It’s time to quit investment banking
UBS SHOULD quit investment banking. Not because it is inherently risky, nor because regulators or politicians say so. It should shut – or at least dramatically shrink – the investment bank because it isn’t very good.
Consider this: since the start of 2009, the investment bank at UBS has only posted a pre-tax operating profit in excess of $1bn on three occasions: the first quarter of 2010 ($1.4bn); the second quarter of 2010 ($1.5bn); and the first quarter of 2011 ($1bn) (see graph bottom right).
In the first three quarters of 2009 it posted combined losses of around $7bn, while it also made a loss of $460m in the third quarter of 2010.
In the remaining four quarters, it made a combined profit of just $874m. Over the entire period, it lost $2.6bn.
Of course, it will post a loss yet again in the third quarter following the $2.3bn rogue trading hit, which will also wipe out profit at group level (estimated at $1.5bn).

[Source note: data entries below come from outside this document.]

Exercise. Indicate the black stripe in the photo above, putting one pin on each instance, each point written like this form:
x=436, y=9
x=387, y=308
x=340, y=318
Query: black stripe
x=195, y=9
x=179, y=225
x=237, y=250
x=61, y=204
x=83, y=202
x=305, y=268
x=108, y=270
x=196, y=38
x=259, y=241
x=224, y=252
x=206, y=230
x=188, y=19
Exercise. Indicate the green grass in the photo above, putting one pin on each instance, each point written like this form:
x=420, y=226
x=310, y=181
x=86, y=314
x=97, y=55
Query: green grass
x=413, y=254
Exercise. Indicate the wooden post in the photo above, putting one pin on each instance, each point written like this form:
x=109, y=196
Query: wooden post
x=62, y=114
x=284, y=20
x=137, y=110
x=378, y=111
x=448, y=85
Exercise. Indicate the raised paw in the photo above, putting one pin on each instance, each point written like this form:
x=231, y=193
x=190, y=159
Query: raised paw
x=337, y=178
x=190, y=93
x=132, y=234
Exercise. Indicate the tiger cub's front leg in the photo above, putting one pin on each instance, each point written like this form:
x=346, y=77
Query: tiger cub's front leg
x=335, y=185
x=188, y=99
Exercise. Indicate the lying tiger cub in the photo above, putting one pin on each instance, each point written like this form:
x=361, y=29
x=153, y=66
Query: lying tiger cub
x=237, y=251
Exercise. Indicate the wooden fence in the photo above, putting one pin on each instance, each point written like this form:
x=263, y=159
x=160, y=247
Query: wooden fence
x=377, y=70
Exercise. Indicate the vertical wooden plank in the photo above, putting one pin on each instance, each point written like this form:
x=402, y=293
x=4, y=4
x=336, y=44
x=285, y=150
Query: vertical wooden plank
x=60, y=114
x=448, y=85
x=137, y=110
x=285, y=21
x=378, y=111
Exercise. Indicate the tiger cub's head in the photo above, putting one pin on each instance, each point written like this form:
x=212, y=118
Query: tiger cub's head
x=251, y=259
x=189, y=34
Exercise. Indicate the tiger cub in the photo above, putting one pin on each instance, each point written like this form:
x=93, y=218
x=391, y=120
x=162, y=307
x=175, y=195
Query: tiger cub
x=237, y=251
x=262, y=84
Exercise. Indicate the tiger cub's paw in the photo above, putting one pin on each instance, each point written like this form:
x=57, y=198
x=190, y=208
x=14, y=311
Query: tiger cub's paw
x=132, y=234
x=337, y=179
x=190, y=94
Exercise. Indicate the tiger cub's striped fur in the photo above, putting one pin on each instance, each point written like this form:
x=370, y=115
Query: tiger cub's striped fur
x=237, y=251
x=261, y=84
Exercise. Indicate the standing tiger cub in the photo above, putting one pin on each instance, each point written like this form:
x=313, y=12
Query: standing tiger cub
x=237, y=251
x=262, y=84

But the point is the investment bank would have been unable to withstand a writedown of this magnitude at any point in the last ten quarters.
Oswald Grubel, the bank’s chief executive, has said rogue trades are unavoidable. “If someone acts with criminal energy, then you can’t do anything. That will always be the case in our business.”
So the investment bank can’t avoid trading losses of this kind. Nor can it make enough money to offset them. It doesn’t sound like this investment banking lark is going to work.
Worse still, the reputational damage will infect its core wealth management and private banking businesses. Net new assets only turned positive towards the end of last year, as wealth clients dipped their toes in the water following the financial crisis and US tax probe. This latest scandal is likely to send them running for the hills once more.